Dawood Azami, Literal Translator
This beautiful ghazal by Rahmat Shah Sayel, was, in parts, very difficult to translate. The ghazal is a verse form that first developed in Arabic but which arguably reached its peak in the ghazals of the great poet Ghalib (1797 – 1869), the preeminent Indian Urdu and Persian-language poet during the last years of the Mughal Empire.
The ghazal a genre/form in which poets usually talk about love. Each couplet is different from the other and stands alone. But this ghazal has a single mood as all couplets have the same theme.
Ghazals are made up of between five and 25 couplets, each one of which is complete in itself. The couplets are linked by mood, rather than forming an unfolding narrative. In the original, the couplets are also connected by rhyme: if you look at the Pashto poem, you’ll notice that the final word of both lines of the first couplet, and then the final line of each couplet, is the same. We didn’t attempt to impose a rhyme-scheme on this poem which would have sacrificed the delicacy of the poem to a mechanical sound.
For clarity, I’ve numbered the notes to each couplet.
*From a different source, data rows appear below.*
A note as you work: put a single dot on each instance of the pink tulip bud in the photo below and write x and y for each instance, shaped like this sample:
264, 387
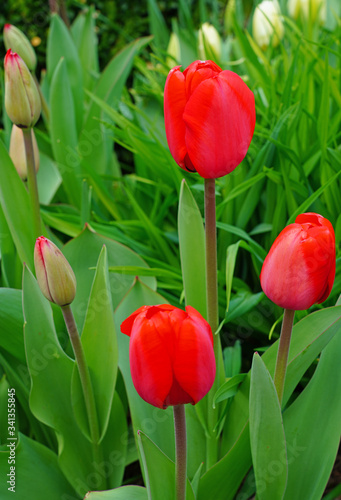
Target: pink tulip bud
17, 151
22, 100
18, 42
55, 276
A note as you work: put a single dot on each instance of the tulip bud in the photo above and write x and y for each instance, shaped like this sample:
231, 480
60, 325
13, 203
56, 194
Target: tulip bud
299, 269
173, 50
22, 100
316, 10
209, 42
171, 354
210, 117
55, 276
17, 151
267, 25
15, 40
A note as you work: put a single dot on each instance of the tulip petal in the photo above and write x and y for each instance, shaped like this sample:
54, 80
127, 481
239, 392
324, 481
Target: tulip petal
299, 269
150, 362
174, 105
194, 363
197, 72
220, 120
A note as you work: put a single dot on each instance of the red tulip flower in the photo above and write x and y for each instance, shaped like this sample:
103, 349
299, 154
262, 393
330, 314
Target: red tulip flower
171, 354
210, 118
299, 270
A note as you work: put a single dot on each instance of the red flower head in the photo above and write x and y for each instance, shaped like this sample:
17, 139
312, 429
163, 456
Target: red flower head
299, 270
210, 118
171, 354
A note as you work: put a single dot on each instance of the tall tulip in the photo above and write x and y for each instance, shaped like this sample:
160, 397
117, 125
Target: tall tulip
209, 118
172, 363
298, 271
171, 354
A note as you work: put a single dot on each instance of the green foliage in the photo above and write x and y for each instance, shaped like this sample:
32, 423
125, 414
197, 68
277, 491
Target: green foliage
107, 178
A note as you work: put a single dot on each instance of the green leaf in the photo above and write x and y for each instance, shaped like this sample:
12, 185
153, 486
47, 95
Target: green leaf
95, 141
115, 444
61, 45
241, 303
83, 264
87, 49
159, 471
64, 133
11, 266
309, 337
11, 323
17, 209
313, 427
99, 342
229, 388
313, 197
267, 437
123, 493
30, 457
192, 250
48, 179
157, 25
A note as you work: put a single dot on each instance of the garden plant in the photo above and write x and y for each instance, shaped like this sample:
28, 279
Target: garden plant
170, 229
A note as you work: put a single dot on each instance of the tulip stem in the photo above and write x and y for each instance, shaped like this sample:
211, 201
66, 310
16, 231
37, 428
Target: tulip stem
283, 352
180, 451
211, 255
88, 392
212, 311
32, 181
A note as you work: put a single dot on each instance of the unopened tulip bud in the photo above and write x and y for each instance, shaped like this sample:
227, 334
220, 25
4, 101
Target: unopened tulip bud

1. Title: The subject of the poem is the inviolable connection between Kabul (in present-day Afghanistan) and Peshawar (in present-day Pakistan) for the Pashtoon people. Before the British invasion, Kabul was the summer, and Peshawar the winter, capital of Afghanistan. Traditionally, ghazals don’t have titles, instead they’re known by their first line, as we’ve done here.
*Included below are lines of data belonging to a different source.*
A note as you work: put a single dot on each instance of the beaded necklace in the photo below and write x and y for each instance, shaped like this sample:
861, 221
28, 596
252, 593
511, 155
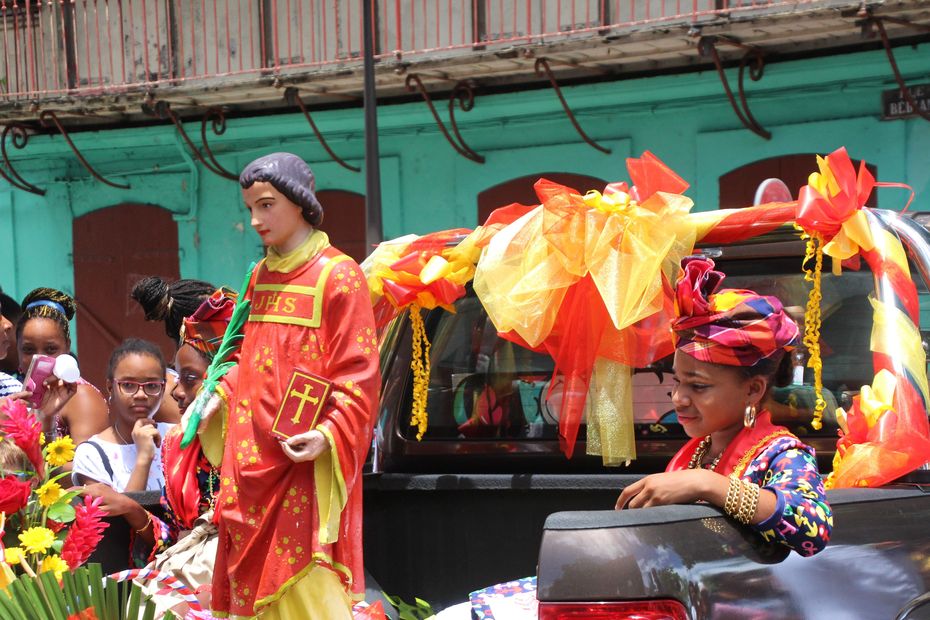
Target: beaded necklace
699, 454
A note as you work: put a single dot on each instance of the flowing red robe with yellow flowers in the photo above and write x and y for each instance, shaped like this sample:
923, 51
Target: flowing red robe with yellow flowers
279, 519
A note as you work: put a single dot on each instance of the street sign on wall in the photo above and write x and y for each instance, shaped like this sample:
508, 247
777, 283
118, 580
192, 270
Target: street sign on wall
895, 105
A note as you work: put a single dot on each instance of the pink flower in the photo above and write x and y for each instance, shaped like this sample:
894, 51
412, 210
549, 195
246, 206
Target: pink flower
24, 429
85, 532
697, 284
14, 494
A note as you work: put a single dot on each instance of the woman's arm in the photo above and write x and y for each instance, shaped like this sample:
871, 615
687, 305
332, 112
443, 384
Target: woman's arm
687, 486
88, 467
86, 414
802, 518
147, 439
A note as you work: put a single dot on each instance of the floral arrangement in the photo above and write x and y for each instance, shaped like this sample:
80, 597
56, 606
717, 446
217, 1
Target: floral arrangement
41, 526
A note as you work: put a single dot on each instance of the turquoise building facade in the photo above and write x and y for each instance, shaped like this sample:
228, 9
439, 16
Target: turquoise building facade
810, 106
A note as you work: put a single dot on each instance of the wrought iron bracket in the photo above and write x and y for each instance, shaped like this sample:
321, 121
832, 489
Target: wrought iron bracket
464, 95
44, 117
20, 138
543, 69
878, 23
162, 109
218, 119
754, 58
292, 96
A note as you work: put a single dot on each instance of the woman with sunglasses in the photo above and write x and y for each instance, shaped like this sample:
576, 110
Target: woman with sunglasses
126, 454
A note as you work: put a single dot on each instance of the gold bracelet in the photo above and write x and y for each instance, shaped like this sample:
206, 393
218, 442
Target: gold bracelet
743, 504
148, 522
749, 501
733, 493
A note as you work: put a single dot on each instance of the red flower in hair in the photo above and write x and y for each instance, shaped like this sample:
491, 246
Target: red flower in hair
85, 533
14, 494
24, 429
698, 283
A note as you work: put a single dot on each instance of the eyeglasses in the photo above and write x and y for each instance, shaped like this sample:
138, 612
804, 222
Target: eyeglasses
150, 388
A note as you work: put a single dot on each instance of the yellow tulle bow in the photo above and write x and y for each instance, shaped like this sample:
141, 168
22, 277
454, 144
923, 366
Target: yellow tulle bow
878, 398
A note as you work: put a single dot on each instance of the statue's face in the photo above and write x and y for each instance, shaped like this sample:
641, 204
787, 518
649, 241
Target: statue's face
275, 218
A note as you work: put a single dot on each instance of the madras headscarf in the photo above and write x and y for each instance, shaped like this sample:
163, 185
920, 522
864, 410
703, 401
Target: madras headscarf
204, 329
730, 327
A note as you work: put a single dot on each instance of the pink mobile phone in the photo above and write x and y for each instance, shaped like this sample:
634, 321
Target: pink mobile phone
40, 368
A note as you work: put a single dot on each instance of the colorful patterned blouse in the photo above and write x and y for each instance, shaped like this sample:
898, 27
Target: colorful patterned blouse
802, 519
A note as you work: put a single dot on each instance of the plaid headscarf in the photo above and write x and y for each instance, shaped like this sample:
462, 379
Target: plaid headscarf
204, 329
730, 327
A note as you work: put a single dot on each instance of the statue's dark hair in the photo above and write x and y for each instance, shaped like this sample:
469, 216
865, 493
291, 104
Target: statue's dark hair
170, 302
290, 175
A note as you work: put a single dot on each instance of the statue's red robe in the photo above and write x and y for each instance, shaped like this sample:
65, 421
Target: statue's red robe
278, 519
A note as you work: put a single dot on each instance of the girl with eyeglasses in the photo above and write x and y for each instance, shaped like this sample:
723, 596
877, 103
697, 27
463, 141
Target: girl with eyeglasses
126, 454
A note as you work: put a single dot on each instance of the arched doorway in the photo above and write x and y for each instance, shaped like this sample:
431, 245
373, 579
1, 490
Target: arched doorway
738, 187
521, 190
344, 221
114, 248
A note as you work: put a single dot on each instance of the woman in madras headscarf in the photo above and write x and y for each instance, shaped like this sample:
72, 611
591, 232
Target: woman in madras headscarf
731, 349
184, 542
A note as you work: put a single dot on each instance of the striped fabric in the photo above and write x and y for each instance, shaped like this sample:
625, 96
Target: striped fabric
730, 327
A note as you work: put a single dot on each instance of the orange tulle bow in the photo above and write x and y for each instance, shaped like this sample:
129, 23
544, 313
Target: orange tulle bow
831, 205
429, 271
583, 277
879, 440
2. The second couplet was difficult to get into English because we don’t (anymore) talk about being killed by love, whereas this is a common sentiment in Pashto poetry. However, we do use the term ‘heartbreaking’ as a metaphor which seems close to the Pastoon. ‘Slays’ is a less bald word than ‘kills’ that allows for a more poetic and suggestive meaning
3. Again, for conceptual reasons, this couplet was very tricky. In the first line, Sayel is saying that the Pashtoon people are like words that consist of letters but in reality have a meaning/essence; they look dead but their meaning makes them alive. He then follows it by another metaphor comparing them to a scent that travels far from its source.
4. This couplet was very easy – in comparison! The word-play of ‘lies’ (an untruth and to lie down) was an added bonus that sometimes happens in translation into English.
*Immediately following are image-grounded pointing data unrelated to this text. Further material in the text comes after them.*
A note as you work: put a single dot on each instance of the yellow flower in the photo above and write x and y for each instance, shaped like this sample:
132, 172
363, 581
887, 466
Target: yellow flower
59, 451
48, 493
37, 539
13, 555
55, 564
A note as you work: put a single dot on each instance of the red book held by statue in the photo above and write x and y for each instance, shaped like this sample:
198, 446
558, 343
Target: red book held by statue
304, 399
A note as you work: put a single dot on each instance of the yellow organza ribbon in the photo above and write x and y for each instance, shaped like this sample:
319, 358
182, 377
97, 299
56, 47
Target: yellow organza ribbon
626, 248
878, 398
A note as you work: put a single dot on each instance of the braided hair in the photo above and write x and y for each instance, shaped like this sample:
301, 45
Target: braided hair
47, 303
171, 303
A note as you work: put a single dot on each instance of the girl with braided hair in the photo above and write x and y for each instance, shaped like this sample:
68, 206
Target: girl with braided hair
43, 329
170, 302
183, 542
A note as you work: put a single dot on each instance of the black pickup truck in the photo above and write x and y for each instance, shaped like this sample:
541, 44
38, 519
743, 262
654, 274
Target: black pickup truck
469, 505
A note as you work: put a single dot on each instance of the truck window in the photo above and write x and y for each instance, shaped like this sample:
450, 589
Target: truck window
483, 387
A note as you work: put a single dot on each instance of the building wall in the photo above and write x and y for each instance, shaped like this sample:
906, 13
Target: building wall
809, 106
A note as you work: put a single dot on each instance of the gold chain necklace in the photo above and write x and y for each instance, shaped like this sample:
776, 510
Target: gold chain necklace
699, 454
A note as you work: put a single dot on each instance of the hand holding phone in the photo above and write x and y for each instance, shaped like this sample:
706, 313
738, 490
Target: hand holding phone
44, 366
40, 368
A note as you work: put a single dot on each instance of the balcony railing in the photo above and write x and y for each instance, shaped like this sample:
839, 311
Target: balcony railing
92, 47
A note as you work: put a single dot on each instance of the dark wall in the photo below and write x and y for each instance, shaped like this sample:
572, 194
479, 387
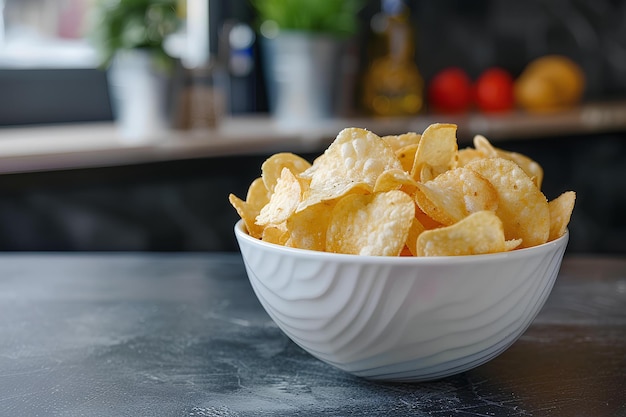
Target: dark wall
183, 206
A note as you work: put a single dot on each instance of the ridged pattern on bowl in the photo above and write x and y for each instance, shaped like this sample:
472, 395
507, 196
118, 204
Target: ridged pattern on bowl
401, 319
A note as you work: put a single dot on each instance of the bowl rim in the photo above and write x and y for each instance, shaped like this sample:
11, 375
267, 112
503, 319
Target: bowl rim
241, 233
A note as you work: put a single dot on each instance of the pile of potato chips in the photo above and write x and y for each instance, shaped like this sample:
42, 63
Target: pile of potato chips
405, 195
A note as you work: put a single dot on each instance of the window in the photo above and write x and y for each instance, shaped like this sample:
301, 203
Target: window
45, 34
5. I changed ‘murderers surround me’ to ‘murderers circle around me’ because of the sense of movement (I also thought of vultures circling above).
6. The difficulty with this couplet was finding a way to make it compact. In Dawood’s literal version the chadors are embroidered with silver thread; I changed this to ‘sequinned chadors’ both for reasons of concision and to get the star-like ‘flash’ that sequins make.
7. Another couplet with concrete imagery that made it much simpler to get into English.
8. I changed the ‘realm or place’ of separation to ‘zone’ which makes it sound more alien and forbidding
9. I started off with ‘signal’ – which sounded too emphatic – in the first line and later changed it to ‘intimate’ because it’s more subtle and suggestive, like a beauty spot.
10. The botanist in me got slightly hung up on the fact that narcissi bloom long before butterflies arrive but, in the end, I allowed Sayel poetic leeway.
11. I’ve added in the narrative progression of the second line – from ‘first’ to ‘then’ because concrete details work best in English.
12. We reversed the lines in the final couplet because – for those of us brought up in northern Europe – the idea of a shadow being desirable needed the prompting of the desert climate.